I was wondering if the following behavior of round() has an special purpouse:

a = round(0.1)

0.0

b = round(-0.1)

-0.0

a == b

true

a === b

false

bits(a)
"0000000000000000000000000000000000000000000000000000000000000000"

bits(b)
"1000000000000000000000000000000000000000000000000000000000000000"

So the sign stays around...

I am using this rounded numbers as keys in a dictionary and julia can tell the difference.

For example, I expected something like this:

dict = [i => exp(i) for i in [a,b]]
Dict{Any,Any} with 1 entry:
 0.0 => 1.0

but got this:

dict = [i => exp(i) for i in [a,b]]

Dict{Any,Any} with 2 entries:
  0.0  => 1.0
  -0.0 => 1.0

It is not a big problem really but I would like to know where can this behaviour come handy.

Cheers!

[Jeffrey Sarnoff]

Hi,

You have discovered that IEEE standard floating point numbers have two distinct zeros: 0.0 and -0.0.  They compare `==` even though they are not `===`.  If you want to consider +0.0 and -0.0 to be the same, use `==` or `!=` not `===`  or `!==` when testing floating point values (the other comparisons <=, <, >=, > treat the two zeros as a single value).

[Tamas Papp]

This is not Julia-specific, but what the IEEE floating point standard
requires. One rationale, I guess, could be a form of sign preservation
(signbit(x)==signbit(round(x))), although of course abs(sign(-0.0))==0.

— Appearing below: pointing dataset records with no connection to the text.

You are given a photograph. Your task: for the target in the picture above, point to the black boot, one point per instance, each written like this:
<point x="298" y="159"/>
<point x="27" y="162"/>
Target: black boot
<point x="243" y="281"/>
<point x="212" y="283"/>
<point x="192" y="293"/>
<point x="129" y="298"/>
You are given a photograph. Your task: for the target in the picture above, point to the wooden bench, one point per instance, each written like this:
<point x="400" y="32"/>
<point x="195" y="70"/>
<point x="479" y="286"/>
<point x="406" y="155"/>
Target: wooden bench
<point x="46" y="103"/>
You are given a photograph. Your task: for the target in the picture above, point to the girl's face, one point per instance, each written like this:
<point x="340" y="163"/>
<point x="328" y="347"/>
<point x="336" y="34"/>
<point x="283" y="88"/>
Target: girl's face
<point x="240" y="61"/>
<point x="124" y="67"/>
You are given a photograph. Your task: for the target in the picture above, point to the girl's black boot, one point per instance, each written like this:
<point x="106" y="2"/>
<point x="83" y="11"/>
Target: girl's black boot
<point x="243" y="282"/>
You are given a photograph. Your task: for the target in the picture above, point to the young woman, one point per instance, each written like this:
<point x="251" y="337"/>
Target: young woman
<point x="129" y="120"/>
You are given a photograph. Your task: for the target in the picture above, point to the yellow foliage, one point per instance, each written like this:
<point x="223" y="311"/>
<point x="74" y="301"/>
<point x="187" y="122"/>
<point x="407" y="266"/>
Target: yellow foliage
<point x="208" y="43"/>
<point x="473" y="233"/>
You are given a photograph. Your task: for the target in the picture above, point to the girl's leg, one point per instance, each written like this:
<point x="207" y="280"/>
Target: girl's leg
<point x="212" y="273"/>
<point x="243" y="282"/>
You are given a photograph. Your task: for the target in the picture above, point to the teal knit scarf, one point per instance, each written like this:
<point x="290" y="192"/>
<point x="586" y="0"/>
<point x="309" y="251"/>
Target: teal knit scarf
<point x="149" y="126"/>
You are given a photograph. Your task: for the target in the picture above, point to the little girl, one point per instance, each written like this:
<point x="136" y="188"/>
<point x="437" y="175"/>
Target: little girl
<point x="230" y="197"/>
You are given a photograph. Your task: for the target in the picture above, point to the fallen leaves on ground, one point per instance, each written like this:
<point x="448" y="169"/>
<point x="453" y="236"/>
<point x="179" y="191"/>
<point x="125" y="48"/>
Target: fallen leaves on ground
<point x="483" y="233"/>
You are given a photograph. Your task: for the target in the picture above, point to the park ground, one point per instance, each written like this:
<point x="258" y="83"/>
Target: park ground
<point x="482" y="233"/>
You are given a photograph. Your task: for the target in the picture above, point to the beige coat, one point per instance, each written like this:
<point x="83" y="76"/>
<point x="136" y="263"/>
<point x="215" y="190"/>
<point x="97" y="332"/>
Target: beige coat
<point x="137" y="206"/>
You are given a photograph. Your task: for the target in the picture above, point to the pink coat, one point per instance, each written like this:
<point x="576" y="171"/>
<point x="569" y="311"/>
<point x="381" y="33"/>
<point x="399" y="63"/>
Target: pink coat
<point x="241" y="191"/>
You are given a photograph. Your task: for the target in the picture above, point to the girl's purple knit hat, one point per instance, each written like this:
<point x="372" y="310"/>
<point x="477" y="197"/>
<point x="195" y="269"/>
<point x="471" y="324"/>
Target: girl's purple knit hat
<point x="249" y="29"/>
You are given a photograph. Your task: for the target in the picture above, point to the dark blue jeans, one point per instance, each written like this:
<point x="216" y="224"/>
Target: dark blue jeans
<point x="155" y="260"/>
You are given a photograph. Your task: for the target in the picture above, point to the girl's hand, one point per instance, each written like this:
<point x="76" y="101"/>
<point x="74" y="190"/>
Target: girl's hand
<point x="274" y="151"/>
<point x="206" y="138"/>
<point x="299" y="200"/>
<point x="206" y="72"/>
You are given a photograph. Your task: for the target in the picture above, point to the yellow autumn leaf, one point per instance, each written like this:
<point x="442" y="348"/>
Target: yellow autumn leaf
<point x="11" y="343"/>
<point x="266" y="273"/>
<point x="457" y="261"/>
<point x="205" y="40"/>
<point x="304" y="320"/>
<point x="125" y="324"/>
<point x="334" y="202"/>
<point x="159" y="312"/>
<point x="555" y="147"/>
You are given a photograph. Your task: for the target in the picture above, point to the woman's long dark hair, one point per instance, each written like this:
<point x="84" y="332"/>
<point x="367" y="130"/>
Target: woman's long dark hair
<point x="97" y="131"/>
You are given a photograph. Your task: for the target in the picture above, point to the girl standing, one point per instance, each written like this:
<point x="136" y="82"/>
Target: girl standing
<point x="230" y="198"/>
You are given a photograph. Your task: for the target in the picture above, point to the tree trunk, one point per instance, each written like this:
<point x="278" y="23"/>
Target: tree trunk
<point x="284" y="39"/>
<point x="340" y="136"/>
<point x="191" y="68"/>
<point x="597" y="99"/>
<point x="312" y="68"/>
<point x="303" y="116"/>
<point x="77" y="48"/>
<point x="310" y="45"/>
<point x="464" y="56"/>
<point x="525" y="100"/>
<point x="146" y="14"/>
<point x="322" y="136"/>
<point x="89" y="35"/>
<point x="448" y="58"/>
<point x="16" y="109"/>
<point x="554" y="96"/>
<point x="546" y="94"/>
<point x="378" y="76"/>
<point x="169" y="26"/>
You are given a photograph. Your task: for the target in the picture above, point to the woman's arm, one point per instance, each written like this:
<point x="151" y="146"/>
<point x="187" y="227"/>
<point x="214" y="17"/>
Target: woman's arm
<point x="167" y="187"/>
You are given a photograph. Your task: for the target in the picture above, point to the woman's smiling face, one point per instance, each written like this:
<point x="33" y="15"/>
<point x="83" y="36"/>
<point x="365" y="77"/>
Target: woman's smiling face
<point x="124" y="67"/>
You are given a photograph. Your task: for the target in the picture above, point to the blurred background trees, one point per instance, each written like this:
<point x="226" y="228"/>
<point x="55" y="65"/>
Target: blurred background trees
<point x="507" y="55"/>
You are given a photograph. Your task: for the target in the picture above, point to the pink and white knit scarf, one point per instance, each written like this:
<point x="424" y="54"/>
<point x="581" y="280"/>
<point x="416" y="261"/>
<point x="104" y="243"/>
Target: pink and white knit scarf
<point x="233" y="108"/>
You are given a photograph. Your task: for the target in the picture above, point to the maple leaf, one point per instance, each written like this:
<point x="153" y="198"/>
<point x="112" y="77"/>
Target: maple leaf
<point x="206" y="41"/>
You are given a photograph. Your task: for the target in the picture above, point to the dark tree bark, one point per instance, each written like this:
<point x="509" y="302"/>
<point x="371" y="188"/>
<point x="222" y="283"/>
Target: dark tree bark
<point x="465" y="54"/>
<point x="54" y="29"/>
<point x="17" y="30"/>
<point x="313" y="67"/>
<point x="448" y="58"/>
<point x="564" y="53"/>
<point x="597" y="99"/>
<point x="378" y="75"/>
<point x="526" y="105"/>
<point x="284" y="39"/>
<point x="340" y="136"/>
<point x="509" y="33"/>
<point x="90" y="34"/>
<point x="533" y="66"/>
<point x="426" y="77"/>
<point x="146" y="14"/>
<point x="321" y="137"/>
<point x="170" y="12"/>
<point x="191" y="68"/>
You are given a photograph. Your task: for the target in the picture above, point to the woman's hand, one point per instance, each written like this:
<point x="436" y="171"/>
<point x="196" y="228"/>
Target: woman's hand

Negative zeros make some computations more convenient, but can also be
the source of subtle bugs (like the issue you ran into). It's one of
those things that is good to know about, but perhaps more of a nuisance
than a feature unless you are working with algorithms that exploit the
properties of the extended real line and you have really thought it
through. For an example of code that uses the extended real line
elegantly, look at DSYEVR in LAPACK.

Best,

Tamas

[David P. Sanders]

You can avoid the problem using

round(Int, x)

Which returns the result as an integer. Integers do not have this situation (difference between +0.0 and -0.0)

[Milan Bouchet-Valat]

Le mardi 19 avril 2016 à 22:10 -0700, Jeffrey Sarnoff a écrit :
> Hi,
>
> You have discovered that IEEE standard floating point numbers have
> two distinct zeros: 0.0 and -0.0.  They compare `==` even though they
> are not `===`.  If you want to consider +0.0 and -0.0 to be the same,
> use `==` or `!=` not `===`  or `!==` when testing floating point
> values (the other comparisons <=, <, >=, > treat the two zeros as a
> single value).

There's actually an open issue about what to do with -0.0 and NaN in
Dicts: https://github.com/JuliaLang/julia/issues/9381

It turns out it's very hard to find a good solution.


Regards

[Stefan Karpinski]

IEEE has not made the programming language designer's life easy here.

[Andrew Gibb]

On Wednesday, 20 April 2016 15:18:06 UTC+1, Stefan Karpinski wrote:

IEEE has not made the programming language designer's life easy here.

Perhaps it's a subtle attempt to incentivise more designers of mathematical programming languages into IEEE standards committees?!